10 comments

  1. Agree on the Prowler and Interceptor but the others are very year dependent. Plus not many of us would have ever defined the tepid six-banger Prowler as meriting the label of muscle car. Bizarre and pointless exercise in nostalgia would be closer to the truth. The Interceptor was desperately unreliable but at least it had a huge Chizler bent eight in it.

  2. Agree with Darwin on the Prowler.

    What made these come up as the worst? Performance? Reliability? Drivability?

    1. Fine in a straight line, death at the first corner.
      And the new generation of Mustangs are as uncomfortable as anything devised by Torquemada.

      1. GASP!

        Heretic!!!

        Kim – America has hundreds of long, straight, otherwise boring highways. Those metal gods in your apostasy don’t have to handle in the corners the way the piss-burning shitboxes that pass for performance cars in Europe do.

        I’m trying to remember how medieval law worked. Let’s see: you can repent and recant and get a modestly painful but quick death. Or, you can stand by your blasphemy and get burnt at the stake (or in a 2018 Mustang). Afterwards, your remains will be dragged out and dismembered, and your brains will be pulled out and stepped on with dirty shoes. Bah – those are mere details; I will defer to Torquemada on your punishment, and pray to the automotive gods to show mercy on your wretched soul. Harrrumppfffff!!!

        Back in the real world, I think the big issue now is getting all that horsepower on the road where it belongs. The boys around here are driving those Factory 5 kit cars, Corvettes and even a few Vipers. The damned things develop so much power that wheel hop becomes a major issue, and they fight non-stop over different suspension geometry and ways to deal with it. They burn A LOT of rubber which impresses the tire-biters and bubble-gummers … but it’s an offense to disciples of The Machine.

        I dunno why I’m mouthing off about this – I ride motorcycles and therefore am morally and intellectually superior to the lumpen four wheeled proletariat. 🙂

  3. Assuming you’re referring to any Viper since the 3rd gen: Bullcrap. It’s probably the best road-legal sports car platform to ever built in the US. By a lot.

    And while the original Shelby GT350 was something of a train wreck, the current one is the best non-supercar Ford has ever made. Also by a lot. I’ve dropped Ferrari 488s with mine on track days, bone stock.

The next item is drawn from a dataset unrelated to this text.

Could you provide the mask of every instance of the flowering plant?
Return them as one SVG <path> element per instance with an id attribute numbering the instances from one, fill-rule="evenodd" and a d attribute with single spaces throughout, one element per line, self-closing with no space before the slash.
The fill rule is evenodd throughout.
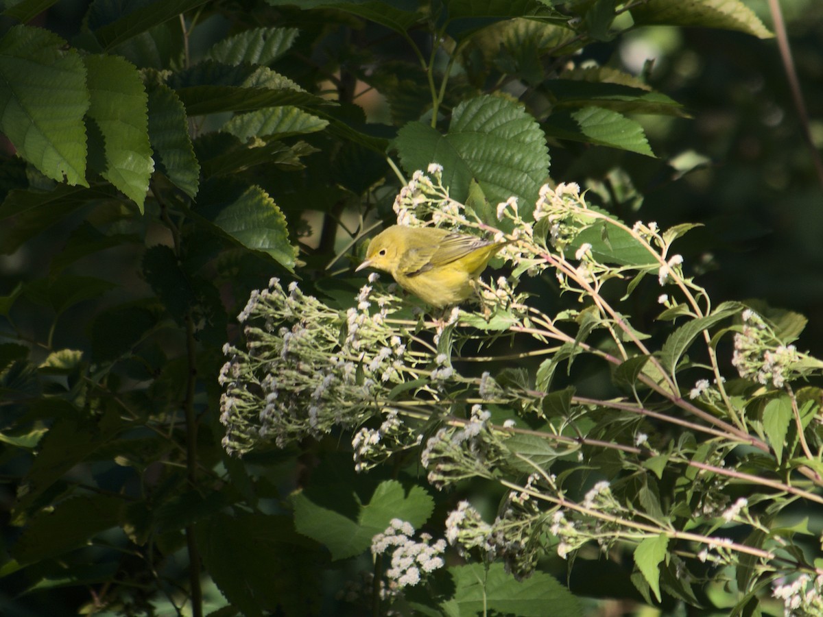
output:
<path id="1" fill-rule="evenodd" d="M 398 224 L 509 241 L 508 276 L 481 281 L 480 306 L 444 320 L 416 317 L 376 275 L 344 310 L 277 279 L 253 294 L 245 348 L 224 350 L 225 448 L 346 435 L 357 471 L 394 465 L 414 478 L 419 466 L 447 501 L 467 482 L 496 487 L 496 516 L 459 500 L 439 534 L 487 572 L 502 563 L 523 580 L 550 555 L 629 551 L 649 603 L 700 605 L 726 586 L 737 612 L 782 601 L 818 615 L 820 541 L 793 514 L 823 504 L 823 390 L 807 385 L 823 363 L 795 346 L 801 318 L 714 305 L 672 250 L 694 225 L 625 224 L 573 183 L 539 194 L 528 217 L 501 202 L 495 223 L 482 201 L 453 200 L 436 164 L 401 190 Z M 551 311 L 534 281 L 574 301 Z M 628 314 L 649 283 L 663 288 L 663 334 Z M 523 366 L 474 369 L 513 359 Z M 610 386 L 573 365 L 607 370 Z M 446 563 L 444 541 L 413 533 L 394 517 L 372 542 L 375 559 L 397 547 L 375 574 L 398 610 Z"/>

    I could also argue that the current Charger Hellcat/Demon is probably the best true “muscle car” ever made. While it lacks refinement, it’s faster than anything short of a $400,000 Lambo Aventador, and is largely bomb proof.

  4. Meh. I’m not a muscle car fan. To me, driving a muscle car is like chugging cheap beer. I’d rather sip a good Scotch – or drive a proper convertible sports car that can turn.

  5. Current Charger? Or classic?

    I still occasionally look for a Popular something magazine article I remember from the 90s where they took a restored (stock) second generation Charger (1968-70) and with only one change, new modern radial tires, ran it against then current Mustangs and Camaros. And it was a fair contest; the Charger had more power, better acceleration, but to the surprise of the testers also did pretty well on the skidpad tests and cornered pretty well too.

    Mopars of the time were unfairly saddled with the reputation of being crappy handlers, and to be fair they were harder to set up properly for road manners (proper alignment settings were critical), and so many came with those heavy B/RB/Hemi engines because people wanted them mostly to go fast in a straight line. Even those can handle decently if properly aligned, with good tires, and the (optional) anti-roll bars installed (again, not wanted by straight line go fast purchasers).

    And then there were those wonderful bias-ply tires….

    1. Things have come so far since the 90s that any number of current SUVs, let alone sports cars and sedans, can trash any 60s muscle car on a track, skidpad, or dragway. However there are still current vehicles available from the Big Three that will give that gut-bucket shove of an American 400 inch plus pushrod motor accompanied by an anti-social soundtrack of the “swingin'” sixties. They aren’t doing it on the cheap though with current gringo muscle iron costing at least twice as much as those torque monsters of the hippie era. Converting vulcanized rubber into smoke and turning ‘nam worried frowns upside down was a much cheaper proposition fifty years ago.

  6. Real muscle cars were only made for about five years in the sixties. Anything built after the introduction of catalytic converters and all the other polution control crap is at best an imitation. Engine and suspension technology has advanced greatly since half a century ago. Modern fast cars have little in common with either the underpowered unreliable sports cars of that era or with drag racing oriented muscle cars.

    I do have fond memories of the ’69 Dodge Charger in which I learned to drive a stick.